This post has been written by Miguel Gómez Jene, Senior Lecturer of Private International Law at the UNED (Universidad Nacional de Educación a Distancia)
On May 21st, the Spanish official Gazette (www.boe.es) published the reform of the Arbitration Act. This Act amends certain provisions concerning the Arbitration legislation (2003). From the point of view of international private law, the most significant changes involve the reallocation of competence in arbitration matters. Indeed, after the coming into force of the Reform (twenty days after its publication), the corresponding High Court of each “autonomous community” (Tribunales Superiores de Justicia de las Comunidades Autónomas) shall be competent for exequatur and annulment proceedings and appointment of arbitrators. Although this modification appears desirable, it should be noted that no appeal is possible against the judgment of the High Court resolving the exequatur or annulment proceedings. Therefore the Spanish Supreme Court has no competence to deal with arbitration matters.
The prima facie standard of review for the validity of arbitration agreements has also been affected. Specifically, the amendments concern the period to submit the objection to jurisdiction. This objection to jurisdiction shall be made in the first ten days of period to answer the claim.

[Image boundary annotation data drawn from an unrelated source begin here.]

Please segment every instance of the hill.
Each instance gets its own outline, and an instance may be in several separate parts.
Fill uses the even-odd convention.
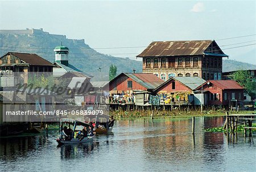
[[[129,58],[101,54],[85,43],[84,40],[68,39],[65,35],[50,34],[40,29],[0,30],[0,54],[8,51],[35,53],[48,61],[55,60],[54,48],[62,44],[69,50],[69,63],[94,76],[94,80],[108,80],[109,66],[117,66],[117,73],[142,72],[142,62]],[[101,70],[100,70],[99,68]],[[256,65],[234,60],[223,61],[223,72],[256,69]]]
[[[222,61],[223,72],[249,69],[256,69],[256,65],[234,60],[225,59]]]
[[[108,79],[112,63],[117,66],[118,73],[132,72],[134,68],[138,72],[142,71],[142,62],[101,54],[90,48],[83,39],[68,39],[65,35],[50,34],[42,29],[0,31],[1,55],[8,51],[35,53],[53,62],[53,49],[61,42],[70,50],[69,63],[94,76],[94,79],[101,77]]]

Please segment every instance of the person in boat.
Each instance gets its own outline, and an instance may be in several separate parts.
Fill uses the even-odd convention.
[[[80,136],[80,137],[79,139],[79,141],[82,140],[82,139],[84,139],[84,137],[87,137],[88,135],[88,131],[86,130],[86,126],[84,126],[84,128],[82,128],[82,132],[81,133],[81,136]]]
[[[67,126],[64,127],[62,132],[63,132],[63,136],[64,137],[64,140],[69,140],[69,139],[70,139],[70,135],[68,135],[69,133],[68,133],[68,127],[67,127]]]
[[[109,119],[109,127],[112,127],[114,126],[114,122],[115,122],[115,119],[114,119],[114,117],[113,115],[112,115],[111,118]]]
[[[72,129],[71,129],[69,127],[68,127],[67,132],[68,135],[69,136],[69,140],[71,140],[71,139],[73,137],[73,133]]]
[[[93,128],[91,126],[89,126],[88,136],[93,136]]]

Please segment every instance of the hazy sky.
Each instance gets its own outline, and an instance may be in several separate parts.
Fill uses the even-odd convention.
[[[230,59],[256,64],[255,1],[0,1],[0,29],[40,28],[134,58],[152,41],[220,40]],[[232,44],[232,45],[230,45]],[[247,45],[253,44],[250,46]]]

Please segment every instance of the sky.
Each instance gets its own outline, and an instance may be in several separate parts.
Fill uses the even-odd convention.
[[[0,29],[42,28],[131,59],[153,41],[215,40],[229,59],[256,64],[255,2],[0,1]]]

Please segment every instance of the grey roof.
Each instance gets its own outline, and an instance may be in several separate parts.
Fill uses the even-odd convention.
[[[93,76],[92,76],[92,75],[84,72],[81,70],[78,69],[77,68],[76,68],[76,67],[75,67],[74,66],[73,66],[71,64],[68,64],[68,66],[67,66],[63,64],[61,64],[61,63],[57,62],[53,62],[53,64],[55,64],[55,63],[57,65],[59,66],[60,67],[65,69],[67,72],[79,72],[82,73],[84,75],[85,75],[86,76],[86,77],[88,78],[92,78],[93,77]]]
[[[155,88],[153,91],[155,92],[158,90],[162,86],[170,82],[172,79],[182,83],[185,86],[189,88],[191,90],[194,90],[206,81],[204,79],[198,76],[172,77],[164,83]]]
[[[173,78],[193,90],[204,83],[206,80],[198,76],[173,77]]]
[[[90,81],[93,87],[101,88],[106,85],[109,81]]]
[[[85,77],[73,77],[68,87],[71,89],[80,88],[86,79]]]
[[[143,87],[153,89],[164,82],[163,80],[151,73],[123,73]]]
[[[211,53],[205,50],[212,44],[214,45],[220,51],[219,54]],[[212,55],[228,57],[225,54],[215,41],[171,41],[152,42],[137,57],[171,57],[175,55],[203,55],[209,53]]]

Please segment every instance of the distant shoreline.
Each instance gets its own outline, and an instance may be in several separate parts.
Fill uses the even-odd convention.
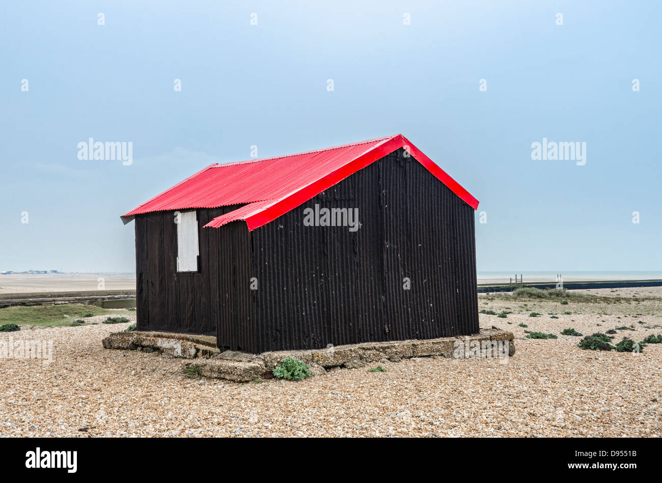
[[[479,284],[509,283],[516,273],[478,272]],[[524,283],[556,282],[556,273],[546,271],[518,272]],[[594,271],[561,272],[563,282],[662,280],[662,271]],[[102,279],[100,281],[99,279]],[[103,288],[100,284],[103,283]],[[0,275],[0,294],[135,290],[136,274],[127,272],[12,273]]]

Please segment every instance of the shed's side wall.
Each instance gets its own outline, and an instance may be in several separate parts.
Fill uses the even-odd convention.
[[[305,226],[316,204],[358,208],[360,228]],[[221,227],[230,245],[248,242],[238,257],[251,265],[247,280],[220,290],[238,288],[237,302],[220,300],[219,345],[259,353],[477,332],[473,217],[400,150],[250,233]]]
[[[219,281],[226,281],[236,272],[236,261],[229,258],[230,251],[218,249],[222,243],[220,231],[202,227],[238,207],[197,210],[200,251],[197,273],[177,271],[174,211],[136,216],[138,330],[216,334]],[[223,306],[226,306],[226,302]],[[224,316],[234,314],[230,312]]]

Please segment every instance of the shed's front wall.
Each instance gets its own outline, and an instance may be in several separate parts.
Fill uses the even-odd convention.
[[[315,204],[357,208],[360,228],[306,226]],[[474,210],[402,150],[253,232],[240,222],[210,230],[230,244],[246,236],[250,247],[248,280],[238,290],[220,281],[220,346],[260,353],[478,332]]]

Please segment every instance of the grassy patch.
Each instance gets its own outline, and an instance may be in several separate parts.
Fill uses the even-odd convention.
[[[307,377],[312,377],[307,365],[294,357],[285,357],[282,363],[273,369],[273,375],[279,379],[287,380],[301,380]]]
[[[543,333],[542,332],[529,332],[525,335],[527,339],[558,339],[554,333]]]
[[[197,364],[191,364],[186,368],[186,376],[191,378],[202,377],[202,368]]]
[[[574,335],[575,337],[581,337],[584,334],[577,332],[575,329],[563,329],[561,331],[561,335]]]
[[[124,324],[130,322],[126,317],[109,317],[105,320],[102,321],[102,324]]]
[[[111,314],[117,314],[117,311],[85,304],[16,306],[0,308],[0,325],[13,323],[19,325],[69,326],[71,319],[75,320]]]
[[[596,332],[591,335],[587,335],[579,341],[577,347],[585,350],[611,351],[615,347],[610,343],[610,342],[611,339],[604,333]]]
[[[646,345],[641,342],[635,342],[632,339],[624,337],[623,340],[616,344],[616,352],[643,352]]]
[[[644,300],[662,301],[662,297],[655,296],[634,296],[624,297],[612,295],[593,295],[583,292],[569,292],[565,288],[548,288],[542,290],[530,286],[521,286],[516,288],[511,293],[494,292],[485,296],[485,300],[559,300],[563,305],[570,302],[579,303],[606,303],[620,304],[631,302],[643,302]],[[483,302],[484,303],[484,302]]]

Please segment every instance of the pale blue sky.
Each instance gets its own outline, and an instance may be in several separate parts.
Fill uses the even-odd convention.
[[[479,270],[661,269],[661,16],[652,1],[3,2],[0,270],[133,271],[119,216],[204,166],[399,132],[481,201]],[[90,137],[132,142],[133,164],[79,161]],[[585,142],[586,165],[532,160],[543,138]]]

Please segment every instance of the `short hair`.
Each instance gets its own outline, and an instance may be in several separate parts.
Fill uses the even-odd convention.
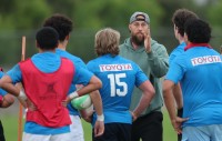
[[[43,27],[52,27],[59,33],[59,40],[64,41],[65,37],[72,31],[72,20],[64,14],[56,13],[48,18]]]
[[[36,40],[38,48],[42,50],[52,50],[58,47],[59,34],[53,28],[43,27],[37,31]]]
[[[179,33],[183,37],[184,36],[184,24],[185,21],[189,19],[199,19],[198,14],[188,10],[188,9],[178,9],[173,13],[172,22],[179,30]]]
[[[190,19],[185,22],[185,33],[188,40],[193,43],[209,43],[211,39],[211,28],[208,22],[201,19]]]
[[[120,32],[111,28],[99,30],[94,38],[94,48],[98,56],[119,54]]]

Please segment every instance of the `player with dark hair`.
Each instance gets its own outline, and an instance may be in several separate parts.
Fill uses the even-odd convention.
[[[97,59],[87,67],[103,83],[99,90],[104,113],[104,133],[93,141],[131,141],[132,120],[150,104],[154,89],[140,67],[119,56],[120,33],[111,28],[99,30],[94,38]],[[132,91],[138,87],[142,97],[138,107],[130,111]],[[97,115],[93,115],[93,124]],[[92,124],[92,125],[93,125]]]
[[[173,63],[175,57],[184,52],[184,24],[189,19],[198,19],[198,16],[188,9],[178,9],[172,16],[172,23],[174,29],[175,39],[179,41],[179,46],[174,48],[169,58],[169,64]],[[178,83],[173,89],[173,95],[175,98],[178,107],[178,115],[182,117],[183,113],[183,100],[180,83]],[[178,140],[181,141],[182,134],[178,134]]]
[[[101,81],[56,53],[59,34],[53,28],[38,30],[36,40],[39,53],[16,64],[0,80],[0,87],[24,101],[30,100],[37,108],[32,111],[28,104],[22,141],[72,141],[71,120],[64,105],[71,99],[98,90]],[[79,83],[81,75],[90,78],[88,84],[67,95],[71,83]],[[18,82],[24,92],[13,85]]]
[[[210,26],[190,19],[184,26],[184,52],[178,56],[163,82],[163,95],[171,123],[182,140],[222,140],[222,57],[209,44]],[[172,90],[180,82],[183,118],[176,117]]]
[[[82,61],[82,59],[78,58],[77,56],[73,56],[71,53],[69,53],[67,50],[67,46],[69,43],[70,40],[70,33],[72,31],[72,21],[70,18],[68,18],[64,14],[60,14],[60,13],[56,13],[52,17],[46,19],[43,27],[52,27],[54,28],[58,33],[59,33],[59,46],[56,49],[56,53],[63,57],[63,58],[68,58],[70,59],[74,66],[81,67],[83,69],[87,69],[85,63]],[[80,81],[82,83],[88,82],[90,78],[85,78],[84,75],[81,77]],[[71,93],[72,91],[77,90],[77,87],[79,84],[77,83],[72,83],[69,90],[69,93]],[[98,115],[102,115],[102,101],[100,98],[99,93],[94,93],[94,94],[90,94],[93,105],[95,108],[95,112],[98,113]],[[84,140],[84,135],[83,135],[83,129],[82,129],[82,124],[81,124],[81,119],[80,119],[80,113],[77,109],[74,109],[71,103],[68,104],[68,109],[70,112],[70,118],[72,120],[72,124],[70,125],[70,130],[71,130],[71,138],[73,140],[78,140],[78,141],[83,141]],[[85,111],[81,110],[81,115],[83,118],[85,118]],[[95,125],[95,135],[100,135],[103,133],[104,131],[104,124],[103,121],[97,121],[97,125]],[[99,132],[98,132],[99,131]]]
[[[0,68],[0,78],[3,77],[3,70]],[[13,95],[0,89],[0,108],[8,108],[14,102]],[[0,120],[0,141],[6,141],[3,125]]]

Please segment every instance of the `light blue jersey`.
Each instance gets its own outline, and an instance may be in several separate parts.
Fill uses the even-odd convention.
[[[165,77],[180,81],[184,127],[222,124],[222,57],[213,49],[195,47],[174,59]]]
[[[129,111],[134,87],[148,80],[138,64],[120,56],[105,54],[87,64],[101,81],[104,123],[132,123]],[[93,117],[93,122],[95,117]]]
[[[180,56],[181,53],[184,52],[184,48],[185,48],[185,42],[182,42],[181,44],[179,44],[171,53],[169,57],[169,64],[171,66],[172,61],[175,59],[175,57]]]
[[[0,79],[3,77],[3,72],[2,71],[0,71]],[[6,95],[8,92],[7,91],[4,91],[3,89],[0,89],[0,95]]]
[[[63,58],[67,58],[67,59],[71,60],[74,63],[75,67],[81,67],[83,69],[87,69],[85,63],[80,58],[78,58],[78,57],[75,57],[75,56],[67,52],[65,50],[57,49],[56,53],[59,54],[60,57],[63,57]],[[91,73],[91,75],[93,75],[93,74]],[[81,81],[81,83],[83,83],[83,84],[88,84],[88,82],[90,81],[90,79],[91,79],[90,77],[84,77],[83,75],[79,81]],[[77,83],[72,83],[71,84],[69,93],[71,93],[71,92],[73,92],[73,91],[77,90],[75,84]],[[71,105],[71,103],[69,103],[67,107],[69,109],[70,114],[72,114],[72,115],[80,115],[79,112],[78,112],[78,110],[75,108],[73,108]]]
[[[52,52],[43,52],[34,54],[31,58],[31,61],[40,71],[44,73],[52,73],[59,69],[61,64],[61,57]],[[7,74],[11,78],[13,83],[21,82],[22,80],[21,70],[18,64],[14,66],[10,71],[8,71]],[[90,80],[91,77],[91,72],[80,67],[75,67],[72,83],[82,83],[82,78],[85,78],[84,80]],[[26,122],[24,132],[34,134],[59,134],[70,132],[70,127],[67,125],[62,128],[47,128],[37,124],[36,122]]]

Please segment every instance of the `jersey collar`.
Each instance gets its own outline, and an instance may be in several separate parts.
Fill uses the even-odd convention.
[[[191,48],[195,48],[195,47],[206,47],[212,49],[212,47],[209,43],[189,43],[185,48],[184,51],[191,49]]]

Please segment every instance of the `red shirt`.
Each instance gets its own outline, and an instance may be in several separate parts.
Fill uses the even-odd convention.
[[[69,125],[69,111],[61,102],[65,100],[73,79],[73,63],[62,58],[60,68],[53,73],[40,71],[31,59],[19,64],[24,92],[37,107],[36,111],[28,110],[27,121],[52,128]]]

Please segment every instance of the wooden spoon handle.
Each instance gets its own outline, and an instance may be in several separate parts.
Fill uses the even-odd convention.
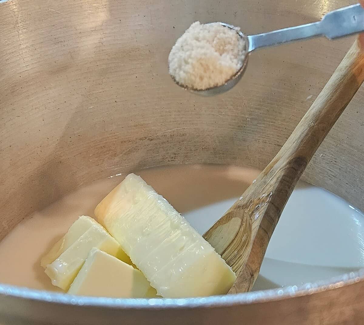
[[[237,274],[230,292],[253,286],[292,191],[363,81],[364,52],[356,41],[276,156],[204,235]]]
[[[262,218],[254,239],[248,261],[231,293],[249,291],[259,273],[268,243],[294,185],[306,167],[341,113],[364,81],[364,52],[356,40],[309,109],[302,118],[262,175],[274,169],[276,177],[287,168],[297,168],[286,172],[281,191],[292,185],[288,196],[281,196],[276,202],[280,211],[269,209]],[[295,179],[295,181],[292,179]],[[286,183],[284,185],[284,183]],[[285,199],[285,197],[286,197]],[[294,216],[292,216],[294,218]]]

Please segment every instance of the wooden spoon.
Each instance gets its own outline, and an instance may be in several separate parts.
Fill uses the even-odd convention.
[[[356,41],[277,155],[204,235],[236,274],[230,293],[252,289],[292,191],[364,81],[364,52],[359,46]]]

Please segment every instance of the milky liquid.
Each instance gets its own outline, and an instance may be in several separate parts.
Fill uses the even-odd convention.
[[[201,234],[219,218],[258,172],[235,167],[185,165],[136,172]],[[94,182],[26,218],[0,242],[0,282],[59,291],[40,266],[41,257],[78,216],[126,175]],[[364,267],[364,215],[325,190],[300,182],[268,246],[254,289],[327,278]]]

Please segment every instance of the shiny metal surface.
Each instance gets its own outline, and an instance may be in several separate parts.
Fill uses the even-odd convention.
[[[237,30],[241,37],[245,39],[245,43],[248,44],[247,52],[250,52],[260,48],[276,46],[317,36],[324,36],[329,39],[333,39],[362,32],[364,31],[364,9],[357,4],[329,12],[320,21],[248,36],[237,30],[235,26],[225,23],[220,24]],[[246,68],[248,56],[247,54],[241,67],[231,79],[221,86],[198,90],[179,85],[187,90],[204,96],[225,93],[235,86],[241,78]]]
[[[197,94],[198,95],[201,95],[202,96],[214,96],[215,95],[218,95],[219,94],[222,94],[223,93],[225,93],[231,89],[239,82],[239,81],[240,80],[241,77],[244,74],[245,68],[246,67],[246,65],[248,64],[248,59],[249,57],[249,54],[248,52],[248,48],[249,47],[249,41],[248,40],[248,38],[241,32],[239,29],[237,29],[236,27],[234,26],[233,26],[232,25],[229,25],[228,24],[226,24],[226,23],[221,22],[220,23],[220,24],[226,27],[227,28],[229,28],[234,30],[239,35],[240,37],[244,39],[245,42],[245,46],[246,47],[246,54],[244,58],[243,64],[241,67],[234,75],[223,85],[217,87],[211,87],[211,88],[207,88],[206,89],[193,89],[186,87],[183,85],[181,85],[179,83],[172,77],[172,79],[173,81],[178,86],[182,87],[182,88],[185,90],[188,90],[195,94]]]
[[[118,173],[179,163],[265,167],[353,38],[262,49],[249,58],[238,85],[213,97],[174,84],[166,63],[171,46],[197,20],[229,21],[249,35],[317,21],[348,4],[0,3],[0,239],[33,211]],[[362,89],[303,177],[362,210],[363,100]],[[0,323],[360,324],[363,292],[362,271],[307,290],[158,301],[75,298],[0,285]]]
[[[325,36],[329,39],[364,31],[364,9],[358,4],[327,13],[320,21],[248,36],[249,51],[288,42]]]

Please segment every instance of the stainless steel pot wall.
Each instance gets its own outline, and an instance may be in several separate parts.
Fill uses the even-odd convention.
[[[118,173],[181,163],[262,168],[352,38],[257,51],[237,87],[209,98],[170,79],[171,46],[196,20],[258,33],[316,21],[348,4],[0,1],[0,239],[35,210]],[[363,94],[356,94],[303,177],[361,209]],[[302,288],[149,301],[77,298],[0,284],[0,322],[359,324],[363,280],[353,273]]]

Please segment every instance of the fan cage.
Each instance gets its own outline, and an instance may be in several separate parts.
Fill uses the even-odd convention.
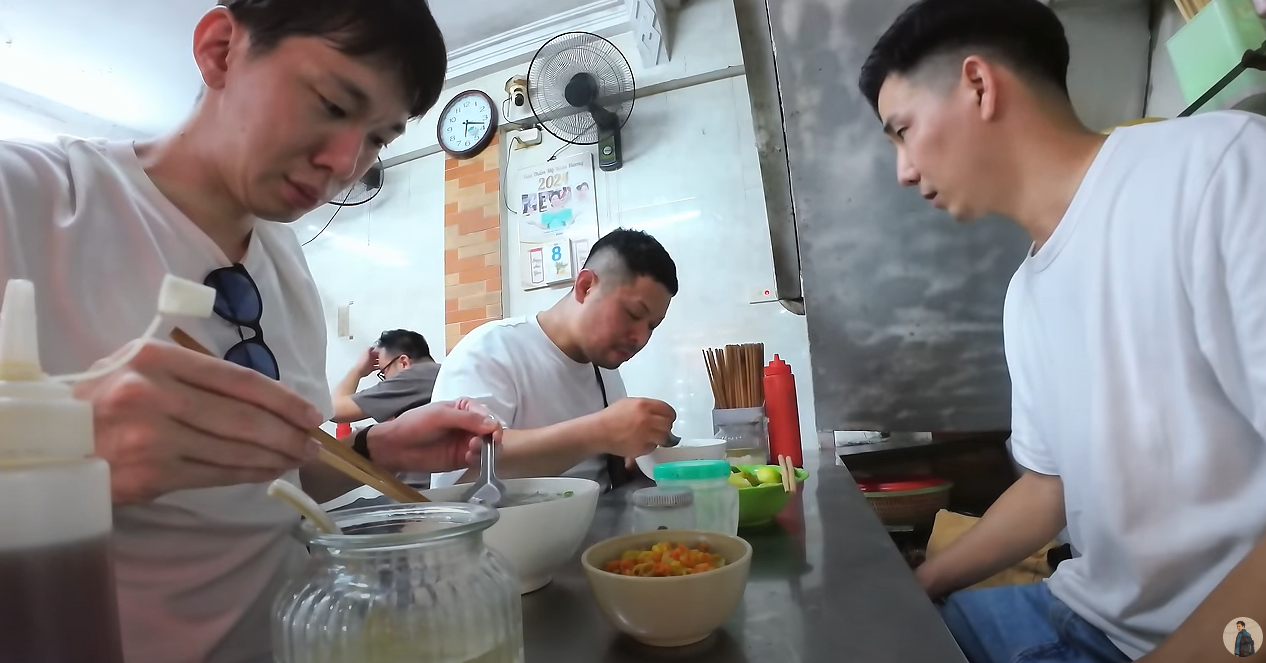
[[[592,114],[572,106],[567,84],[589,73],[598,84],[598,102],[615,114],[623,128],[633,113],[636,82],[628,59],[608,39],[591,33],[565,33],[549,39],[528,66],[528,104],[537,123],[555,137],[575,144],[601,138]]]

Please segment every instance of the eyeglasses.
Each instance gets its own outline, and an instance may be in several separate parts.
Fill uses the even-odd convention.
[[[395,358],[391,359],[390,362],[387,362],[386,366],[384,366],[382,368],[379,368],[379,382],[382,382],[384,380],[387,378],[387,373],[386,373],[387,368],[391,368],[391,364],[394,364],[398,361],[400,361],[400,357],[404,357],[404,356],[403,354],[396,354]]]
[[[238,366],[258,371],[273,380],[281,380],[277,357],[263,343],[263,297],[260,286],[254,285],[249,272],[242,264],[222,267],[206,275],[203,283],[215,288],[215,315],[238,325],[238,338],[242,340],[224,353],[224,359]],[[254,334],[247,338],[242,328]]]

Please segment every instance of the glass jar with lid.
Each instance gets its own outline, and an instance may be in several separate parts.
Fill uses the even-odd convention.
[[[695,502],[695,529],[738,533],[738,488],[729,482],[725,461],[679,461],[655,466],[655,483],[690,488]]]
[[[713,431],[725,440],[725,458],[736,466],[770,462],[768,420],[765,407],[713,410]]]
[[[695,493],[690,488],[651,486],[633,491],[633,531],[695,529]]]
[[[330,517],[343,534],[296,530],[311,558],[276,604],[279,663],[523,663],[518,576],[484,544],[495,510],[409,504]]]

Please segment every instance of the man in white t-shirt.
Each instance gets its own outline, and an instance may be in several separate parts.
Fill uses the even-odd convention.
[[[1213,660],[1266,614],[1266,119],[1086,129],[1038,0],[924,0],[862,68],[898,178],[1033,245],[1004,306],[1023,476],[918,571],[974,663]],[[1141,84],[1142,85],[1142,84]]]
[[[625,464],[663,444],[676,420],[666,402],[625,397],[618,371],[651,340],[676,294],[668,252],[643,232],[613,230],[553,307],[485,324],[458,342],[434,397],[463,393],[501,419],[501,476],[619,483]],[[432,486],[461,476],[436,474]]]
[[[86,369],[139,337],[167,273],[218,291],[210,319],[171,323],[229,361],[153,342],[76,390],[110,463],[129,663],[272,660],[272,601],[305,552],[267,482],[298,482],[303,467],[314,495],[348,487],[313,464],[305,431],[333,414],[324,319],[282,224],[357,181],[444,80],[422,0],[222,5],[194,32],[206,89],[171,135],[0,142],[0,281],[35,283],[48,372]],[[496,429],[468,401],[432,404],[358,442],[392,469],[453,469]],[[28,607],[25,628],[73,638],[73,624]]]

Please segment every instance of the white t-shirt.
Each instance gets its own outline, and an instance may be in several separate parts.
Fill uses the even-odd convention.
[[[1004,330],[1017,461],[1081,553],[1051,591],[1142,657],[1266,531],[1266,118],[1115,130]]]
[[[603,369],[608,402],[625,397],[619,371]],[[552,426],[603,409],[594,364],[575,362],[555,345],[537,318],[487,323],[457,343],[436,378],[433,401],[470,397],[482,402],[506,428]],[[465,471],[432,474],[432,486],[452,486]],[[565,472],[603,483],[600,455]]]
[[[35,283],[46,372],[82,371],[139,337],[165,275],[201,282],[229,264],[162,196],[130,143],[0,142],[0,281]],[[330,414],[320,300],[294,233],[260,223],[243,264],[282,382]],[[219,316],[173,323],[220,353],[239,340]],[[305,552],[289,535],[294,510],[266,488],[182,491],[114,510],[129,663],[271,660],[272,601]]]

The possibility of arbitration in relation to company disputes has been expressly affirmed. However two special requirements have been made. First, the introduction of the arbitration agreement in the by-laws of the company requires two thirds of the votes corresponding to shares or participations. Secondly, arbitration in company disputes must be submitted to institutional arbitration. Incomprehensibly, ad hoc arbitrations are not allowed in these matters.
The Reform introduces a new regulative framework for the relationship between arbitrator and mediator. This regulation states that, unless otherwise agreed, a mediator shall not be able to become the arbitrator in the same dispute between the parties.
The expiration of a temporal limit to render an award shall not affect its validity any longer. Previously there was a six months period to render the arbitral award. Such period of time led to a contradictory case law in order to its consideration as a ground for setting aside the award. Furthermore the temporal limit was also considered a very short period of time to render an award in an international arbitration.
The reform also provides an important new amendment regarding the scope of rectification and interpretation of the award. In cases where arbitrators have decided upon matters which have not been submitted to their consideration or upon not arbitrable matters, parties may request for a rectification of “partial extra limitation” to the arbitral tribunal.
Finally, it should be noted that the Bankruptcy Act has also been amended in order to maintain the validity of the arbitral agreement in cases of declaration of bankruptcy.